Abstract

The paper assesses the benefits and costs of the Thai paddy pledging policy between October 2011 and May 2014. The scheme, which purchased 52 percent of total paddy production from the farmers, was to date the largest intervention by the government in the rice market. Its total costs were 984 billion baht (or 41% of the 2013 fiscal budget). The government also became the largest rice seller, trying unsuccessfully to corner the export market by withholding large supplies of rice from the market. Thai rice export dropped sharply as the export prices of Thai rice were much higher than those of India and Vietnam which toppled Thailand from the world largest exporter position. The attempt to release rice through the channel of Government‐to‐government sales failed. But the government refused to admit its failure and kept all rice sale information in secret.
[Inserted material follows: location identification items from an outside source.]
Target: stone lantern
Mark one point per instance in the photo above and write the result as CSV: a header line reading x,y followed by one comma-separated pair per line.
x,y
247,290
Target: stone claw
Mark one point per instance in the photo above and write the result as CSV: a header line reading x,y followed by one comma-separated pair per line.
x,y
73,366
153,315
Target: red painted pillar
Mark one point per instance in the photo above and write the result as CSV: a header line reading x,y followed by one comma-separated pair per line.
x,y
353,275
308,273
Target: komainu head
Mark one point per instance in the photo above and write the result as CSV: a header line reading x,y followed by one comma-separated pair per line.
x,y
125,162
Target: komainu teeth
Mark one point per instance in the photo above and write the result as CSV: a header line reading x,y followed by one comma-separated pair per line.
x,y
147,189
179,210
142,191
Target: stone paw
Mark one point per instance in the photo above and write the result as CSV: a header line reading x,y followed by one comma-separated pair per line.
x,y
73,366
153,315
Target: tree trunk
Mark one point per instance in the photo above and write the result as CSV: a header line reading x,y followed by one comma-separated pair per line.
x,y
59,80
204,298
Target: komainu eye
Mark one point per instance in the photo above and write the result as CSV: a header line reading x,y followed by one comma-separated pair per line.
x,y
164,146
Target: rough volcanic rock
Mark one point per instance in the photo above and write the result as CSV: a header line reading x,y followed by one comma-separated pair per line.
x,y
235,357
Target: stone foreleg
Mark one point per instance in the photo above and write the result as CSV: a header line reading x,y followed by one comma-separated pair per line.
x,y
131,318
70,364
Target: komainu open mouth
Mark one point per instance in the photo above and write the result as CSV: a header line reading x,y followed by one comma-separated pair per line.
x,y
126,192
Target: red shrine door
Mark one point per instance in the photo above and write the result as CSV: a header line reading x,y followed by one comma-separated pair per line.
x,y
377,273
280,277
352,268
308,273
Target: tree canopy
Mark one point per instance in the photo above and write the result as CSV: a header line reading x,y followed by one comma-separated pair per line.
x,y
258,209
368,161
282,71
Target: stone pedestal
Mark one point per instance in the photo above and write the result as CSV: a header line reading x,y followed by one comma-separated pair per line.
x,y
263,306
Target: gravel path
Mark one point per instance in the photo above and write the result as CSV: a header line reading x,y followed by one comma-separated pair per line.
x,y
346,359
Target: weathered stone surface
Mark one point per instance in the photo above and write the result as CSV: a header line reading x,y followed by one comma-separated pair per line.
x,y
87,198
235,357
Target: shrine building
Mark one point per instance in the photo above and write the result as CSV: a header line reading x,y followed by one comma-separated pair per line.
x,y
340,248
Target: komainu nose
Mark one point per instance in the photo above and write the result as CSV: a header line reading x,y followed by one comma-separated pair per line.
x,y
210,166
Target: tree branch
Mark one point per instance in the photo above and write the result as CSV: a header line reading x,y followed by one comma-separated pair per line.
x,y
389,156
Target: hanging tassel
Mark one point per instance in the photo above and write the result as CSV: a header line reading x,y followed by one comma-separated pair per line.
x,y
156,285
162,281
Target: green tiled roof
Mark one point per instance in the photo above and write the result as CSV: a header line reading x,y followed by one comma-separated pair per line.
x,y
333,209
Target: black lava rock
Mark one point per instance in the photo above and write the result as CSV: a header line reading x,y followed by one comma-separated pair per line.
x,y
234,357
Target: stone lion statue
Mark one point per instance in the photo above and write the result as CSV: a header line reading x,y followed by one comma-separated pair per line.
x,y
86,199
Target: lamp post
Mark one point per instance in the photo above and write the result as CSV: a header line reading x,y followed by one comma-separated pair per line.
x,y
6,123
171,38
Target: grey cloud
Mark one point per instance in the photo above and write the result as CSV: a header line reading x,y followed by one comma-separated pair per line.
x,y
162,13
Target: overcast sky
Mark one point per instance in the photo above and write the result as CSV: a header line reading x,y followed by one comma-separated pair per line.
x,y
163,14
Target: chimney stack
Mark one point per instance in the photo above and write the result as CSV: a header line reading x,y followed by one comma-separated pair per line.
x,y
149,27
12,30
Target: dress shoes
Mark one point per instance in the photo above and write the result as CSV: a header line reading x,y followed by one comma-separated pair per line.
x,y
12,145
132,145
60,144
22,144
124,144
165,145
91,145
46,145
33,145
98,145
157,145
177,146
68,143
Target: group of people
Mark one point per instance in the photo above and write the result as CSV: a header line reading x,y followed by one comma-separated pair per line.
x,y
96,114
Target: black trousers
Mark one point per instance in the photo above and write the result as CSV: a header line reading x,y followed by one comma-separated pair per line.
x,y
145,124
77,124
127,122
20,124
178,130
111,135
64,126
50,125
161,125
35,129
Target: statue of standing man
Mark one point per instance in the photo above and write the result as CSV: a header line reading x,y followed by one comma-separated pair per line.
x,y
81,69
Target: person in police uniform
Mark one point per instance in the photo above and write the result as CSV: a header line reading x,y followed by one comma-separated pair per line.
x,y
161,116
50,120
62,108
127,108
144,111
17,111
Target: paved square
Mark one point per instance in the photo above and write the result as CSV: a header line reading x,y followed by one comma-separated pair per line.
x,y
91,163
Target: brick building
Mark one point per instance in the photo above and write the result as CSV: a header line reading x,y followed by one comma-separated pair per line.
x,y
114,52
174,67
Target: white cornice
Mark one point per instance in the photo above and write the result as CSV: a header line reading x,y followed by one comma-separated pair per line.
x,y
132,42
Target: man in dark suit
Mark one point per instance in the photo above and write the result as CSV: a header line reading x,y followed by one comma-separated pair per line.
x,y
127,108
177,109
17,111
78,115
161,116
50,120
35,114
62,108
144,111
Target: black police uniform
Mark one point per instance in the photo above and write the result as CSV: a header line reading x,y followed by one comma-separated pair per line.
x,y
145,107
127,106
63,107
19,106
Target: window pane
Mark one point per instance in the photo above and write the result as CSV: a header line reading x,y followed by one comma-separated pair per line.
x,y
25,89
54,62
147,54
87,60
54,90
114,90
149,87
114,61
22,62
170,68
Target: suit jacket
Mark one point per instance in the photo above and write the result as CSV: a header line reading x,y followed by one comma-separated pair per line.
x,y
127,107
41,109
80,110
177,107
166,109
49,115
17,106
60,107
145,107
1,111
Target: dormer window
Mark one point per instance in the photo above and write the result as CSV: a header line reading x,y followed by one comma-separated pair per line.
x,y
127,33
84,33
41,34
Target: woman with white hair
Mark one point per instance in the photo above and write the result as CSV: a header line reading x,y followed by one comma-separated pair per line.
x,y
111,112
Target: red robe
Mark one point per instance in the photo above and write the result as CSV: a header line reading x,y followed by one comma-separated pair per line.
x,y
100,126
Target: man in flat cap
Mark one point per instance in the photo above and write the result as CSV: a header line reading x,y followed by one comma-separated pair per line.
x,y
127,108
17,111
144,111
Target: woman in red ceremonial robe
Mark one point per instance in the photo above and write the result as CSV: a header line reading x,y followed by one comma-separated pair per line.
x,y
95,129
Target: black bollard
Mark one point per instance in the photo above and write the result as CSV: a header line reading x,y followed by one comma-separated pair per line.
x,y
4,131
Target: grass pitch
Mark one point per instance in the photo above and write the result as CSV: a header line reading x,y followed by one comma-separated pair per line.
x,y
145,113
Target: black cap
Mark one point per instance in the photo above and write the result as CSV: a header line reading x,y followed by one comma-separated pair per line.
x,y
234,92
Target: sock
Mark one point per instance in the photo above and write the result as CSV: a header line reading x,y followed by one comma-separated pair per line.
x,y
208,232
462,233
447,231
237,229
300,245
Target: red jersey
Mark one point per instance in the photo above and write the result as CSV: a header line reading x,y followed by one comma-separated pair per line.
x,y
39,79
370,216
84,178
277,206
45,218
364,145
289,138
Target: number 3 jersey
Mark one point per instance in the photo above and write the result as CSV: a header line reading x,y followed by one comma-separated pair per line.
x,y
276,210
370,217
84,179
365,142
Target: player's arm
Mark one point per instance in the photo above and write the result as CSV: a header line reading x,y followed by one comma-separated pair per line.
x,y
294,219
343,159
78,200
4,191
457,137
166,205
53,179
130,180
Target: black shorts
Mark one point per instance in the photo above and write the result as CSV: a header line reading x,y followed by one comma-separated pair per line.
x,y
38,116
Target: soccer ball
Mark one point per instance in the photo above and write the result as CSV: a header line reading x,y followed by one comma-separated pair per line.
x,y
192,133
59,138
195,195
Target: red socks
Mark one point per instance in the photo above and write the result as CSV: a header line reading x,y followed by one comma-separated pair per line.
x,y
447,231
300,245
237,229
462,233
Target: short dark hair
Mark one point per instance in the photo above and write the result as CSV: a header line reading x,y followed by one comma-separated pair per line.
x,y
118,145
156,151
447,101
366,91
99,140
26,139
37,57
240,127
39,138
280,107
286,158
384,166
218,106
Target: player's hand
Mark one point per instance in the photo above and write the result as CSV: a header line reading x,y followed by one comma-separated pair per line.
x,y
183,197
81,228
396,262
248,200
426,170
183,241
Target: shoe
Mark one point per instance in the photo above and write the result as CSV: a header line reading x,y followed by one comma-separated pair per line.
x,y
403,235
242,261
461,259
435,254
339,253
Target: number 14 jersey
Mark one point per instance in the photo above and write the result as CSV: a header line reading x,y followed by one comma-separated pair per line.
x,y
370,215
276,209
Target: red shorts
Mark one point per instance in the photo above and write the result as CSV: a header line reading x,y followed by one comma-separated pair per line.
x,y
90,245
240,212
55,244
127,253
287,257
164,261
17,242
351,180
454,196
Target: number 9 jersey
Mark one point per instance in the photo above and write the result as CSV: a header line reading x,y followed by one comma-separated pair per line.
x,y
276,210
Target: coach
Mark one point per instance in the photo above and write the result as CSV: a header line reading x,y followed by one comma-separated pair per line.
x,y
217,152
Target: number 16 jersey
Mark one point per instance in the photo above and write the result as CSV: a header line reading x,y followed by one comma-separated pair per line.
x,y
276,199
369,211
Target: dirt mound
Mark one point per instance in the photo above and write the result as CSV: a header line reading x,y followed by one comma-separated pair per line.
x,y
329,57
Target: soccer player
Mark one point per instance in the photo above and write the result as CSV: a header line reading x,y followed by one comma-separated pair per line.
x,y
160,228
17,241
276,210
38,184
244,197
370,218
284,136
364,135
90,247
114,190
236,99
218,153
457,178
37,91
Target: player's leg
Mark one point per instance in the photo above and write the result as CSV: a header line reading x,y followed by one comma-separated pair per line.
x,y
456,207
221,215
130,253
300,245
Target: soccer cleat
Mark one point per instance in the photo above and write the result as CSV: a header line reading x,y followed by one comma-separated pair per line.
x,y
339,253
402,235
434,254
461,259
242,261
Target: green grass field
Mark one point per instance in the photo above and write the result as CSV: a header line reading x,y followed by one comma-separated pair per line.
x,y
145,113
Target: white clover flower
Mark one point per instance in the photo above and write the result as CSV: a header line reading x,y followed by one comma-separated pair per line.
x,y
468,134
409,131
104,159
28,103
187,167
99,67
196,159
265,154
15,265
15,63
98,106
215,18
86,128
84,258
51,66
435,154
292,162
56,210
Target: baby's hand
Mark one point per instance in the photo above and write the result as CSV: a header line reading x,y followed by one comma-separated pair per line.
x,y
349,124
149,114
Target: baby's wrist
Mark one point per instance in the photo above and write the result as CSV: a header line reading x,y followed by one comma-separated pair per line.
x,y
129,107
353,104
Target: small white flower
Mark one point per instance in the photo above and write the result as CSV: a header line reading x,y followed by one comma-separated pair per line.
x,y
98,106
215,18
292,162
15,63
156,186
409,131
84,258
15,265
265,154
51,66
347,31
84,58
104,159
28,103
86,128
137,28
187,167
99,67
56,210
In fact, most of the claimed G‐to‐G sales were sold to the connected traders who in turn sold them in the domestic market.The policy directly benefited at least one third of the rice farmers who sold rice to the government. Other non‐participating farmers also benefited from the higher domestic price. Yet most of the benefits went to the medium‐ and large‐scale farmers. Thai consumers also gained because the government maintained a smooth flow of rice in the domestic market at the prices prevailing at the end of the previous government, despite higher paddy price. The study also finds that there was corruption in the government rice sale as it sold rice to a few connected traders at the prices below the market prices. That explained why the fiscal loss is estimated at 595 billion baht to 885 billion baht, depending on the time it will take to dispose 18 million tons of rice in the government stock. The policy also creates other social costs. Thus the social costs exceeded its benefits.